A recent study by the University of Notre Dame has developed an experimental model that is useful for calculating the ROI of Data-Driven Governance.
Data Science: why?
Companies are rapidly adopting Data Science to support their decision-making and management processes, also to have a positive impact on business and/or operations in order to increase revenues, reduce costs and increase business efficiency. For these reasons, companies are more frequently incorporating new analytical programs to create greater value, using not only their own internal data but also through the connection between these business data and external data sources. However, the acquisition of external data is not a low-cost activity and indeed almost always requires an investment by the organisation. Also, the more complex and advanced models of data analysis are developed and implement, the greater are the investments required in terms of human and technological infrastructure resources.

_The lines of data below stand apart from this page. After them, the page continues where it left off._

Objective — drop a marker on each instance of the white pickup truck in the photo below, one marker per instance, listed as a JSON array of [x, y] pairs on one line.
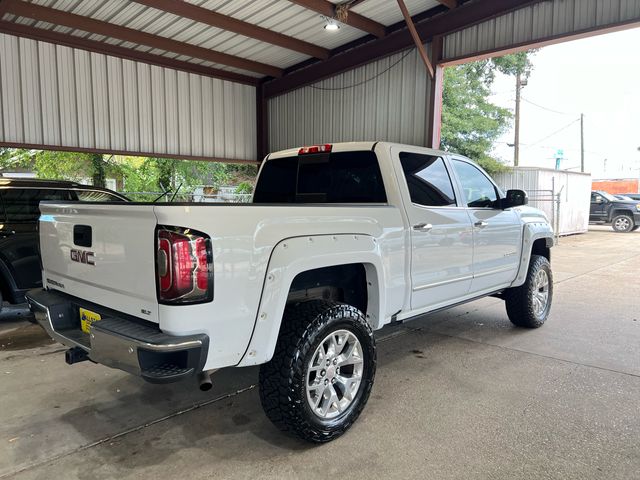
[[339, 240]]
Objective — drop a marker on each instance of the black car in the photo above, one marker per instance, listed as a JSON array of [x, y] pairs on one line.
[[19, 213], [623, 215]]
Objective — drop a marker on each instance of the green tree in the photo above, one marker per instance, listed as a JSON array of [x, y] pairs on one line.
[[470, 122], [16, 158]]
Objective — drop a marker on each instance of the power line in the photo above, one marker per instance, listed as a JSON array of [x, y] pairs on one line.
[[547, 108], [407, 53], [555, 132]]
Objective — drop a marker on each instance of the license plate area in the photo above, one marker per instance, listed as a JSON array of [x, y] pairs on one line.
[[87, 318]]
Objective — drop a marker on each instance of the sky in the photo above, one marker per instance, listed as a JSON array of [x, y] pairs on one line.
[[597, 76]]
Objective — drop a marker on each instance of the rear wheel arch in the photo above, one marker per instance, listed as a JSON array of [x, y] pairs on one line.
[[355, 284], [541, 247]]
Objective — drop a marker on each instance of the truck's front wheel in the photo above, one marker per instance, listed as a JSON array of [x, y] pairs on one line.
[[322, 371], [529, 305], [622, 223]]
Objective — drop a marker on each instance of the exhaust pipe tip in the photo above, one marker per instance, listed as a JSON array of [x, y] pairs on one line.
[[204, 381]]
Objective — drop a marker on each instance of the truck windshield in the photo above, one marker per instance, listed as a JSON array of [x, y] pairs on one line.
[[341, 177]]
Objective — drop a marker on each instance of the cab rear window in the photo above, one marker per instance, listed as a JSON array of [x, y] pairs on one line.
[[341, 177]]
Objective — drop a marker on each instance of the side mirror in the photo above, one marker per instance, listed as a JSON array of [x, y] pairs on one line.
[[515, 198]]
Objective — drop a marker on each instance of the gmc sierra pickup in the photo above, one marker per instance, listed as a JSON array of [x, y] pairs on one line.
[[339, 241]]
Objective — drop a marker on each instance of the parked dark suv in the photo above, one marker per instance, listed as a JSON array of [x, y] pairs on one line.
[[19, 213], [623, 215]]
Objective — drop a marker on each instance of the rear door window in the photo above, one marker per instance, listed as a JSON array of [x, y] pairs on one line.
[[343, 177], [22, 204], [427, 179]]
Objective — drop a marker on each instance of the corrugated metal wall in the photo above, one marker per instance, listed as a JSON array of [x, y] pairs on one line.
[[540, 21], [63, 97], [572, 214], [384, 100]]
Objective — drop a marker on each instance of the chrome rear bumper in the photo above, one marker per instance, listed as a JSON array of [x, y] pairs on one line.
[[118, 341]]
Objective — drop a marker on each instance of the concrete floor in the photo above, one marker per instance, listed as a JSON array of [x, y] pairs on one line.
[[461, 394]]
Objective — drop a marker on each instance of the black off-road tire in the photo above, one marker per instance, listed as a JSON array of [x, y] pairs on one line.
[[622, 219], [283, 379], [519, 300]]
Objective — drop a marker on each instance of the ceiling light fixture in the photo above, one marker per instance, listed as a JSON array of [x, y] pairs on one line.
[[331, 25]]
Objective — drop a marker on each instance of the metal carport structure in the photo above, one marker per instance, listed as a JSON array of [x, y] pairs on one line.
[[229, 80]]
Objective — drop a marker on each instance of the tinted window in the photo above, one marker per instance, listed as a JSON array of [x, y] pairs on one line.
[[21, 205], [477, 188], [428, 181], [345, 177], [96, 196]]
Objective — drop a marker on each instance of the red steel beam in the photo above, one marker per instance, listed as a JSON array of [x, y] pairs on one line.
[[449, 3], [58, 17], [416, 37], [116, 51], [465, 15], [215, 19], [176, 156]]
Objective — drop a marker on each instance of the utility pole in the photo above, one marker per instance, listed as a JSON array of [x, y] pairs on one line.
[[582, 142], [516, 139]]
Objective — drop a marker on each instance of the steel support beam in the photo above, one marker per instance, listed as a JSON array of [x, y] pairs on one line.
[[449, 3], [176, 156], [434, 105], [121, 52], [464, 16], [224, 22], [58, 17], [416, 37], [262, 122]]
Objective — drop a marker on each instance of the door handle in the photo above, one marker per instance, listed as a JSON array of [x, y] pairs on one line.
[[422, 227]]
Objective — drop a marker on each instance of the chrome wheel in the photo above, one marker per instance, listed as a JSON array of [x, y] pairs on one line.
[[334, 374], [540, 294], [622, 223]]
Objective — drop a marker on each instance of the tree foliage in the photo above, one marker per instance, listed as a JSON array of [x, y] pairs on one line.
[[134, 174], [470, 122]]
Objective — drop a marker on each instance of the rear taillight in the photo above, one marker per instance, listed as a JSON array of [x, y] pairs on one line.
[[184, 266]]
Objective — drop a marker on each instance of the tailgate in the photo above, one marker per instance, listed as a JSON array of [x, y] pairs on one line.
[[103, 253]]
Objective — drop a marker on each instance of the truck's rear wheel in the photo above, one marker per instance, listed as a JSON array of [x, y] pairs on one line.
[[622, 223], [322, 371], [529, 304]]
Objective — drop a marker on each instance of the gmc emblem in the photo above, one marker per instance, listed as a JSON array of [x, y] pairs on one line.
[[82, 256]]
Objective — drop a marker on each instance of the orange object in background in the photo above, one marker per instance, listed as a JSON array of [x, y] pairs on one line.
[[623, 185]]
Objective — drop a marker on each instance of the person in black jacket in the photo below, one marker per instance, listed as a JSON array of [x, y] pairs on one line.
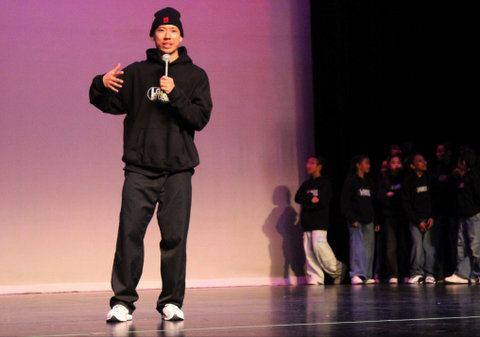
[[357, 206], [162, 114], [416, 198], [395, 225], [443, 205], [468, 199], [314, 196]]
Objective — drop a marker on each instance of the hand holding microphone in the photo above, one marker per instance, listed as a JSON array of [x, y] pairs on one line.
[[166, 83]]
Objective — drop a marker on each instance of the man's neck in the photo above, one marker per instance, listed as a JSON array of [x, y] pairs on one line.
[[174, 56]]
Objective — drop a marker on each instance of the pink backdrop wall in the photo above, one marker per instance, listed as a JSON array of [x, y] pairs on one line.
[[61, 170]]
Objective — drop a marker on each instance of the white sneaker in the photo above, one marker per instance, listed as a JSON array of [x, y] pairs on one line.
[[415, 279], [119, 313], [393, 280], [357, 280], [171, 312], [456, 279]]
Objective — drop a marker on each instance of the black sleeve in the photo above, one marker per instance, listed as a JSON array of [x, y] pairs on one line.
[[302, 197], [381, 193], [346, 200], [195, 112], [407, 201]]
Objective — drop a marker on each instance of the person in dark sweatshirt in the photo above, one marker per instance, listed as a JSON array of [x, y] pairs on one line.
[[416, 198], [357, 207], [468, 199], [314, 196], [443, 206], [162, 114], [395, 225]]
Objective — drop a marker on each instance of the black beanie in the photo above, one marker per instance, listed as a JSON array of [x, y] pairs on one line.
[[167, 16]]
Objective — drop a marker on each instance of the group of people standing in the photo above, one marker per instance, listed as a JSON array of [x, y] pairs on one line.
[[412, 225]]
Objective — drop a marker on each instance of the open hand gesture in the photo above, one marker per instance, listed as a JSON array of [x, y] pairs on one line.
[[111, 79]]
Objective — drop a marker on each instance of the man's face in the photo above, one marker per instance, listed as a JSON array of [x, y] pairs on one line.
[[364, 165], [167, 38], [395, 165], [419, 163], [312, 166]]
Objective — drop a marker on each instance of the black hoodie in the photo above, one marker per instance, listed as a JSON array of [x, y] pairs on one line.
[[416, 197], [314, 216], [357, 199], [158, 137]]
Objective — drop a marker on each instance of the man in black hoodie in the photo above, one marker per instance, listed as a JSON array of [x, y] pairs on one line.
[[162, 114]]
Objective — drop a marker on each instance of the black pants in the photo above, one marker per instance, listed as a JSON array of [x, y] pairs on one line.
[[140, 195], [397, 250]]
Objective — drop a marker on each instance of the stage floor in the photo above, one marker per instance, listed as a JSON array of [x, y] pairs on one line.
[[345, 310]]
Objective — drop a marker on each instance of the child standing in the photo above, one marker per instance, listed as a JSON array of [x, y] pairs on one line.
[[357, 206], [314, 196], [468, 197], [395, 225], [417, 204]]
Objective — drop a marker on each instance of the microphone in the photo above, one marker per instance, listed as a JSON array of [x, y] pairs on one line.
[[163, 95], [166, 59]]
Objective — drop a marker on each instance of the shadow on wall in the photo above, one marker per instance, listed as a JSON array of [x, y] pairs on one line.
[[285, 239]]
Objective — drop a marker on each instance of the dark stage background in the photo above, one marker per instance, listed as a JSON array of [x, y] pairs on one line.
[[389, 73]]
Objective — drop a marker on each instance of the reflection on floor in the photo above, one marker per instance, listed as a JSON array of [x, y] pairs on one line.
[[345, 310]]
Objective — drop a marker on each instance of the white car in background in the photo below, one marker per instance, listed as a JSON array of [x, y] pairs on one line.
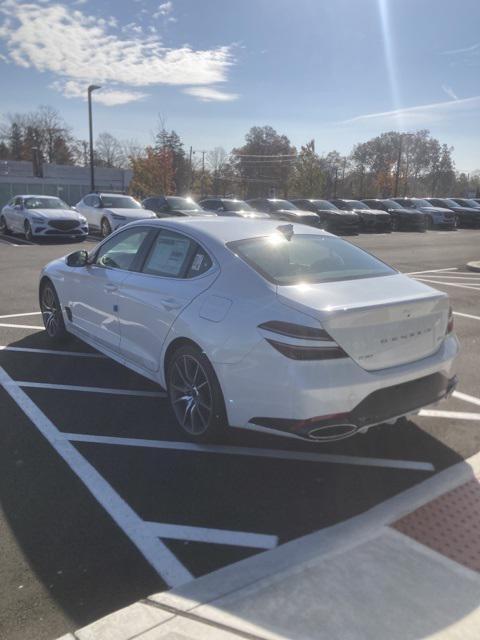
[[42, 216], [281, 328], [106, 212]]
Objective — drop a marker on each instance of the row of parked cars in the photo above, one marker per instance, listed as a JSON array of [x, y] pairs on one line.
[[48, 216]]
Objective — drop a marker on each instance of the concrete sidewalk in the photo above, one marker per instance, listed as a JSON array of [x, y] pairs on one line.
[[405, 570]]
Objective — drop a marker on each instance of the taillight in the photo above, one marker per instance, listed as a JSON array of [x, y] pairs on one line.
[[327, 351], [450, 321]]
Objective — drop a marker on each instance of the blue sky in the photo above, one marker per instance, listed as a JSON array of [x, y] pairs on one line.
[[339, 71]]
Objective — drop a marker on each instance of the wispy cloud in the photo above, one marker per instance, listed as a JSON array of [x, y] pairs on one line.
[[79, 49], [449, 91], [471, 49], [422, 115], [209, 94]]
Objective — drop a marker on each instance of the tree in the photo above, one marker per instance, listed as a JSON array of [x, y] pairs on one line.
[[171, 141], [264, 161], [152, 173], [308, 178], [109, 151]]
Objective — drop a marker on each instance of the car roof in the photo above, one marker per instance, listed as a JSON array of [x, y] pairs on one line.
[[221, 229]]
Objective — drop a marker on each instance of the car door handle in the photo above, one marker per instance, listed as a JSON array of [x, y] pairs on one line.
[[170, 304]]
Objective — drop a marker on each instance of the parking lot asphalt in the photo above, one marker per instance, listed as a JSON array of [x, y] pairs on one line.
[[102, 501]]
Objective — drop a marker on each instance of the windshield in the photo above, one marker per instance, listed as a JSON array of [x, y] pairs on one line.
[[324, 204], [422, 203], [236, 205], [356, 204], [278, 205], [120, 202], [449, 202], [182, 204], [45, 203], [307, 259], [391, 204], [470, 203]]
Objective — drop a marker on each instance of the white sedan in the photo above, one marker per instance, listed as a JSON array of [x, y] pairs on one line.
[[280, 328], [107, 212], [42, 216]]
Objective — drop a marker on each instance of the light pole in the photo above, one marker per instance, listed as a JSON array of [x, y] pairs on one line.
[[91, 88]]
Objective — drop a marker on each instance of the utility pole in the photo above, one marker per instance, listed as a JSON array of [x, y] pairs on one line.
[[397, 172], [203, 172], [91, 88], [191, 170], [335, 182]]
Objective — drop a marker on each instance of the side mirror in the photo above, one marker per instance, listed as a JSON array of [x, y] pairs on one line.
[[77, 259]]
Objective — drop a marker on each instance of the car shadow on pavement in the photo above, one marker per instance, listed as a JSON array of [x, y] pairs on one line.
[[75, 564]]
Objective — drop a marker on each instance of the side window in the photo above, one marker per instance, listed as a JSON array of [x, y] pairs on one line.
[[176, 256], [120, 252], [200, 263]]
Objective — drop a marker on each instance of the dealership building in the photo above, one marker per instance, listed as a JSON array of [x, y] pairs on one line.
[[65, 181]]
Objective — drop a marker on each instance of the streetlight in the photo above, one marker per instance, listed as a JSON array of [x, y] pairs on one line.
[[91, 88]]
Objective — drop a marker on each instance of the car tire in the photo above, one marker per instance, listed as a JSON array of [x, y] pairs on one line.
[[27, 230], [195, 395], [4, 227], [52, 312], [105, 228]]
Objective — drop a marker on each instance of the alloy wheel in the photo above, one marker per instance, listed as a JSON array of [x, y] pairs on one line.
[[50, 311], [28, 231], [191, 395], [3, 226], [105, 228]]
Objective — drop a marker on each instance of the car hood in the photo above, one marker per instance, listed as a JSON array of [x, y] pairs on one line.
[[374, 212], [405, 210], [297, 212], [134, 214], [435, 210], [465, 210], [56, 214]]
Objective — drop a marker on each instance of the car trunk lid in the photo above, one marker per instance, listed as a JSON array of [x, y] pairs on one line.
[[379, 322]]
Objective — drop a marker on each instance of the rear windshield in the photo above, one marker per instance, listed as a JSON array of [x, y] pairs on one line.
[[307, 258]]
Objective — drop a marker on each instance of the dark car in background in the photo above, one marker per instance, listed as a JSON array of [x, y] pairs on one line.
[[403, 218], [166, 206], [285, 210], [331, 217], [230, 207], [466, 216], [468, 202], [437, 217], [371, 219]]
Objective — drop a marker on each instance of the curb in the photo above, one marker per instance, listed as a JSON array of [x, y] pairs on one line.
[[473, 266], [182, 601]]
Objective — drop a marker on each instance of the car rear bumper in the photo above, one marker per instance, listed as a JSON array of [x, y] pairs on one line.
[[276, 393]]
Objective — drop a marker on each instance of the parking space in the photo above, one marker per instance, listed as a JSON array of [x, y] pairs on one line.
[[103, 501]]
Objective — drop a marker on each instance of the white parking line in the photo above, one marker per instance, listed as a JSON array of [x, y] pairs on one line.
[[450, 284], [18, 315], [22, 326], [257, 452], [152, 548], [51, 352], [453, 415], [411, 273], [74, 387], [213, 536], [466, 397], [466, 315]]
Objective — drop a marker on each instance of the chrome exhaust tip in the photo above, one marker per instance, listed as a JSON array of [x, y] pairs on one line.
[[330, 433]]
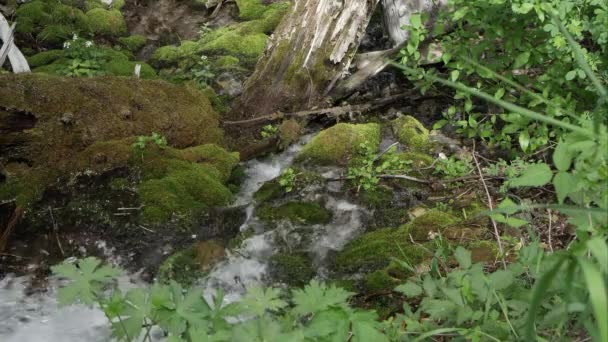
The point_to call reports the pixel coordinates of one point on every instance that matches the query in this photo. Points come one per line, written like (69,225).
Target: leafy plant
(84,58)
(453,167)
(143,140)
(366,170)
(269,131)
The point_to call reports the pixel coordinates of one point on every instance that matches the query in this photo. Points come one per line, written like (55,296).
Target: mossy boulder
(109,23)
(190,264)
(133,43)
(296,212)
(411,133)
(45,57)
(293,269)
(338,144)
(64,125)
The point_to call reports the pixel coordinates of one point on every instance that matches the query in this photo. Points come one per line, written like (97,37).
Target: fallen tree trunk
(309,52)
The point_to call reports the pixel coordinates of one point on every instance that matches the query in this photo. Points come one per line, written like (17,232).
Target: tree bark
(309,52)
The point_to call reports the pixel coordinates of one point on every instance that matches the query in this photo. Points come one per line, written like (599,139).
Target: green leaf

How is it possible, therefore, to optimise some analyses for the reduction of costs, with the consequence of a greater return on investment (ROI) by using Data Science? Is there an objective way to compare the value of different strategies such as data acquisition or modelling in order to be able to guide companies in the most appropriate choice according to their needs?
How to optimise investments
Researchers at the University of Notre Dame wanted to provide a useful model for evaluating the ROI of Data-Driven Governance, or how to identify the budgets for companies by developing adequate and diversified strategies with respect to various market situations and in a context of balancing investment costs with benefits/revenues.
The NPV model developed in the study suggests the best possible business practices regarding the activities of analysis and strategy. By using the proposed framework, the costs of developing the model, of the acquisition of external data and those of the temporal value of forecasts can be unified; this facilitates the development and implementation of strategies that take advantage of the synergy and convergence of development of the model and external data acquisition.
In summary, the model developed is predictive and is based on machine learning which, starting from traditional empirical measurements, translates the combination of data acquisition, operating costs and investment parameters into an economic measure (in US dollars). The use of machine learning gives the model greater accuracy by minimising the so-called false negatives, which usually have a greater cost for companies than false positives.
In the framework developed, the classification of sensitive costs also takes account of costs for the acquisition of data and external sources, modelling costs and operational costs, each of which is essential to implementation of the model for analysis of concrete cases. If companies want to explore the possibility of acquiring external data for their operations, use of the model means that they can understand if the cost of these data, related to the value of the internal data produced by the company itself (in-house), is greater net of transition costs. If so, it would be worthwhile for the company to continue investing in order to acquire and obtain external data because, in the medium term, the benefit and revenue from data usage would be higher, so the ROI would be very positive.
In summary, the study developed provides a framework within which to develop a strategy for improving the allocation of budgets and resources in the medium and long term by exploiting the analysis of Data Science processes. There are three main parameters that analysts can and should take into account in developing lines of business and investment:
1) if the type of the external data model is better
2) if the type of development model is better
3) when one or each of these two models should be distributed, specifically to the various sectors for business integration.